It is inevitable, a realisation on ones birthday or the day after, that the most exciting part of this occasion is when the best-before date on milk is the same date you become one year older. The day itself is usually a disappointment and frankly, at my age, is just to be ignored. I worked today for example, even though it’s my birthday. Most people do. The real tragedy is in the fact that it’s a bank holiday as well, so I should have been in a beer-assisted sleep.
I am beginning to believe that birthdays are for people old enough to be rightly nostalgic. Grey men trying to pawn their daughters to local money or the woman who did everything her mother told her to, and continued to even after her mother died. A birthday for them is the right to recount those years when life was still scary and still held the possibility you could become more than your parents, more than you inevitably did, a person bred to be ignored.
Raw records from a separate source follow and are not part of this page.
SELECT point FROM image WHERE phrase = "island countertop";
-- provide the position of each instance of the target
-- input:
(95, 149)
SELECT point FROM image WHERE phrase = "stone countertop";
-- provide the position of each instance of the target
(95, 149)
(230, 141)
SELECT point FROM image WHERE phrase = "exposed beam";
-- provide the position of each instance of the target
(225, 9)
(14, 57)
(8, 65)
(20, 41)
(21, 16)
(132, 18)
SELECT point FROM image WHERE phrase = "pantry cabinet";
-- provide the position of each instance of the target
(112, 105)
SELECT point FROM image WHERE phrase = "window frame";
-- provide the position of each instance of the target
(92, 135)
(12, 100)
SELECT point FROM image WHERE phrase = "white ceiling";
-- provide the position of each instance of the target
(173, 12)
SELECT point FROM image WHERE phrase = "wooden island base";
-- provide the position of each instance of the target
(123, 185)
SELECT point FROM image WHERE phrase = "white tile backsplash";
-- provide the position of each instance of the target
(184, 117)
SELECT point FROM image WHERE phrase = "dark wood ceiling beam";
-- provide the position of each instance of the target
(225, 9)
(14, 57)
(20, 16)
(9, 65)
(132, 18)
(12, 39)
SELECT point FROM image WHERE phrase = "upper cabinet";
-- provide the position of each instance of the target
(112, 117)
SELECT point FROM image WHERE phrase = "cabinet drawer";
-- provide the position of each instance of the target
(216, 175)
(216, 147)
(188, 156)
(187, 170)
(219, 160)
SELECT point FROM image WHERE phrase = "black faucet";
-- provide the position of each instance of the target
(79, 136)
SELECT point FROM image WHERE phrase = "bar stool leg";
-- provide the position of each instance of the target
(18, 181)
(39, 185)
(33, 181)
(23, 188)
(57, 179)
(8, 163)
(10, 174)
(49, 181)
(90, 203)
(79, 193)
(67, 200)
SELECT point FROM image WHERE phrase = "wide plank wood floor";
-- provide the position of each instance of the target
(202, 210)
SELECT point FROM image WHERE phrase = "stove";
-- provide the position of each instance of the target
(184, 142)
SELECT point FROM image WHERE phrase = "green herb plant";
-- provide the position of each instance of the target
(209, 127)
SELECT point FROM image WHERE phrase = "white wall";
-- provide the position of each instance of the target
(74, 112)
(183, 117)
For me, right now, this day is about ghosts. I sense them in my peripheral vision, white flashes in doorways. I feel them touch my hands lightly, and my face, with the delicacy of a spider, disturbing the short, fine hair on my cheeks. They tease with their presence, never letting me see them directly, never poking or shouting ‘I’m here’. I am not frightened by them but distracted and I cannot focus on what I’m writing. Subtly deviant, they become naughtier as the night wears in and I can only wonder if they will be here next year.